Hacker News new | ask | show | jobs
by 8f2ab37a-ed6c 1568 days ago
The part I don't understand though is why this is a problem. If you think the price of the service is too high, move on to a competitor. I did once I saw how much they were going to charge me this year. Hinge/Bumble are a much better ROI at this moment, and Tinder lost a long time paying customer. That's the market at work.
3 comments

> If you think the price of the service is too high, move on to a competitor.

It's a problem because it puts consumers at an even further disadvantage in a game that's already stacked against them. That you're still willing to pay makes no difference - you're still worse off than before.
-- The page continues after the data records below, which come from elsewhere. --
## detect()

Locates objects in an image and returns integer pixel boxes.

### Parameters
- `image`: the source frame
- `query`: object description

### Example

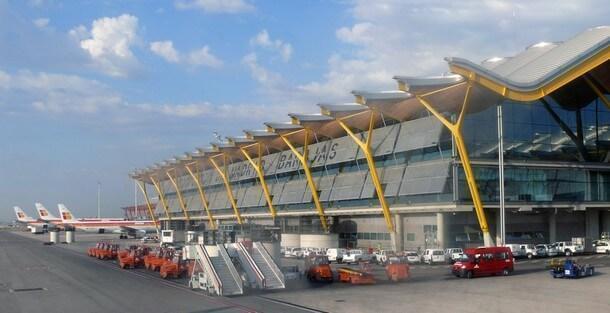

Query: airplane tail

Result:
[13,206,32,222]
[57,203,76,222]
[36,203,57,221]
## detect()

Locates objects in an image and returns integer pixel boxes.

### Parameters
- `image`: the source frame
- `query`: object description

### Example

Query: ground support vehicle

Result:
[117,246,148,268]
[159,252,187,279]
[97,244,119,260]
[422,249,445,264]
[385,258,410,282]
[551,259,595,278]
[144,249,169,271]
[451,247,514,278]
[554,241,585,256]
[305,255,333,282]
[595,240,610,254]
[337,267,376,285]
[326,248,347,263]
[87,242,103,258]
[372,250,396,265]
[342,249,371,264]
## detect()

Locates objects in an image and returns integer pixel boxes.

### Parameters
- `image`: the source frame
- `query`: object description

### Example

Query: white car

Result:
[403,251,421,263]
[595,240,610,254]
[519,244,536,259]
[445,248,464,262]
[326,248,347,263]
[343,249,371,264]
[422,249,445,264]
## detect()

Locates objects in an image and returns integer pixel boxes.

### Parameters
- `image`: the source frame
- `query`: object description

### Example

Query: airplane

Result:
[35,202,61,225]
[13,206,49,232]
[57,203,157,235]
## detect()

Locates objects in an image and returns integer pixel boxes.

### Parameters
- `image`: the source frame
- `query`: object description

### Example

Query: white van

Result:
[422,249,445,264]
[326,248,347,263]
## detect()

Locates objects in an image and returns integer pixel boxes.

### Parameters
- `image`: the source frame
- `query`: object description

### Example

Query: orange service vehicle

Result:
[451,247,514,278]
[337,267,376,285]
[305,255,333,282]
[159,251,187,279]
[385,257,410,282]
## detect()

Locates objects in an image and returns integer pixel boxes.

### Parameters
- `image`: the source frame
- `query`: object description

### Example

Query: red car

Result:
[451,247,514,278]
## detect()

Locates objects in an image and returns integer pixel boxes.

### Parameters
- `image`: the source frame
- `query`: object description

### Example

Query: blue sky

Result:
[0,0,610,219]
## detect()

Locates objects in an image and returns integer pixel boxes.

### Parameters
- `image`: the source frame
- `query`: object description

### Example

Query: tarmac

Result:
[0,227,610,313]
[0,231,316,313]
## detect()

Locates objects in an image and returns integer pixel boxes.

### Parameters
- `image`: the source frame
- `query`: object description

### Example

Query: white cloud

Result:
[187,46,222,68]
[241,52,282,87]
[150,40,180,63]
[33,18,51,28]
[336,22,374,44]
[0,71,122,113]
[250,29,292,62]
[70,14,138,77]
[174,0,254,13]
[296,0,610,101]
[150,40,223,68]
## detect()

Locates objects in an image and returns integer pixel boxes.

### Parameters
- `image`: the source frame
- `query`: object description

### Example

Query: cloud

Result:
[32,18,51,28]
[241,52,282,87]
[70,14,139,77]
[297,0,610,101]
[250,29,292,62]
[0,71,122,113]
[150,40,223,68]
[174,0,254,14]
[150,40,180,63]
[187,46,222,68]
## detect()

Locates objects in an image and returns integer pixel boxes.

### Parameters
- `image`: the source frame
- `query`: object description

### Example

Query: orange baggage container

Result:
[337,267,376,285]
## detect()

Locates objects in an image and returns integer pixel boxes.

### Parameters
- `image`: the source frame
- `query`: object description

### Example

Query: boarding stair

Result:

Maybe it would be somewhat fair if consumers had their own well-funded departments, studying corporations to determine the lowest price they'd still be willing to sell a product for, and then collectively negotiating the price.
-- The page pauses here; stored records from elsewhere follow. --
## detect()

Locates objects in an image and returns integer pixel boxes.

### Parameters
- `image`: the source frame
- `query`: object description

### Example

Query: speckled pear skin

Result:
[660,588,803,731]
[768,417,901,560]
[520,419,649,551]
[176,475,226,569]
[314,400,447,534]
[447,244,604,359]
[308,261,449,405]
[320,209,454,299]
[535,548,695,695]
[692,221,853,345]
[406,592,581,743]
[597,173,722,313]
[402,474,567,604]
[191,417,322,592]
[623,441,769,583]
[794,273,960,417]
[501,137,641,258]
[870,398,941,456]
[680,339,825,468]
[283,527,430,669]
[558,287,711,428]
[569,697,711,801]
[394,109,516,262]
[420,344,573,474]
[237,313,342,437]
But we don't, and it would be a waste of humanity's limited time to play these zero-sum, when we can just make the behavior illegal.

But, that's not what I'm saying. I'm in fact not willing to pay, and I'm moving on to a competitor that provides the same service for less.
I mean if, hypothetically, they had raised their price to the maximum you were willing to pay, and hadn't gone too high.
Except that a majority of the dating sites are owned by the same company.
Last I checked, Tinder has the largest userbase compared to the other apps.